The Truly Disturbing vs. The TRULY DISTURBING

I always tell myself that I aim to create work that’s truly disturbing — that’s not just gory or creepy or weird, but that has a genuine, insidious effect on an ontological level. I want to make things that the viewer or the reader cannot recover from, that they feel changed by having encountered … work that provides no answers, no reassurance, no room for denial or reconciliation. Work that is the sworn enemy of repression of any kind.


And yet, I know, I still want to be an artist, an aesthete, not someone bringing about real change in the real world. Thus, I want my work to be ‘truly disturbing’ and yet somehow still comforting due to the fact that it’s art — a form contained within a certain medium, accessible only to those who choose to engage with it — and not reality.

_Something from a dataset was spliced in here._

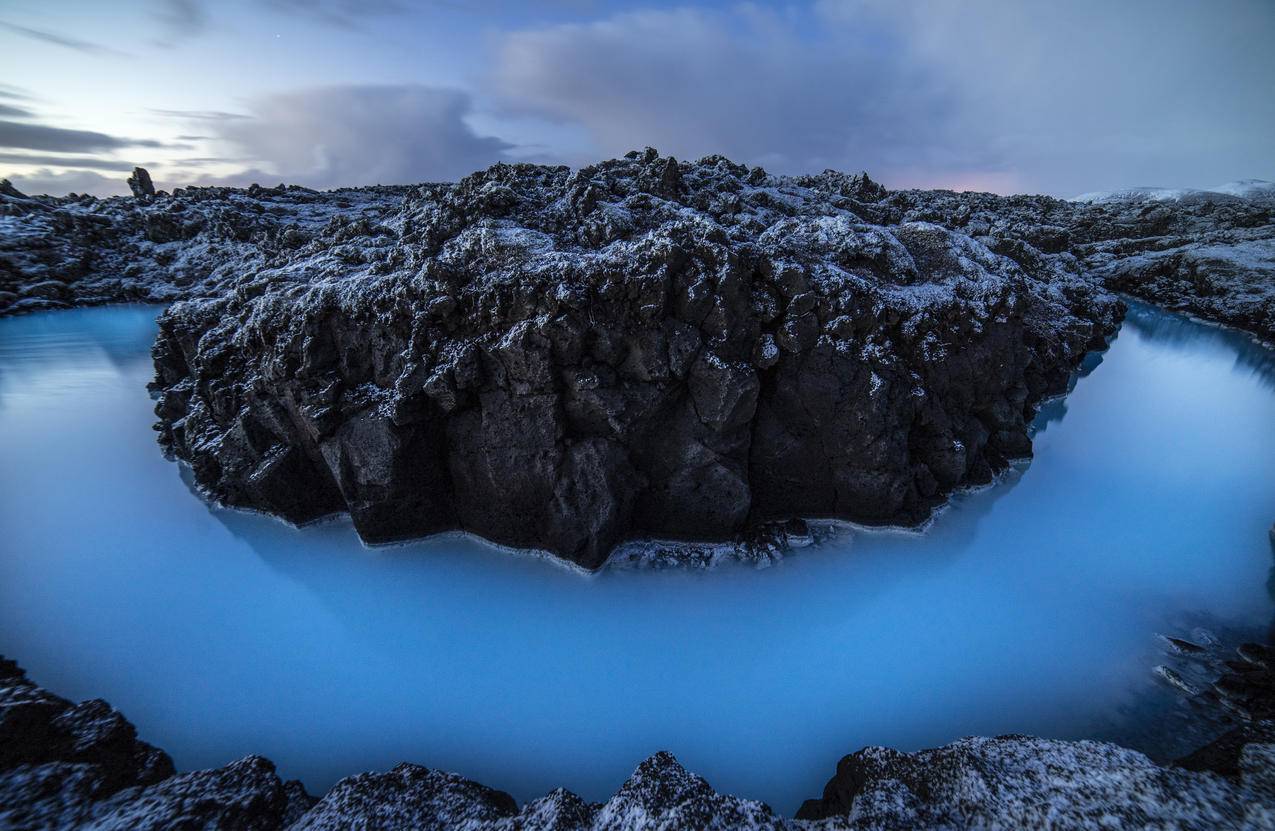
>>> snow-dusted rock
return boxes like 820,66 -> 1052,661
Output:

This is certainly a comfort to me.


I know that, beneath all this, is the realm of the TRULY DISTURBING — the place where art doesn’t matter, where intellect doesn’t matter, where the entire human race doesn’t matter. And this is a place I’m as scared as anyone to go to. It’s a place I work very hard to avoid ever having to even consider.


So I may aspire to create art that’s truly disturbing, but I’m still a coward. Maybe more so than most people, who at least accept that there are real things they’ve repressed, and are happy to go on repressing those things for as long as possible, without clinging to the belief that exploding repression somehow liberates the mind from the terrors that seek to annihilate it.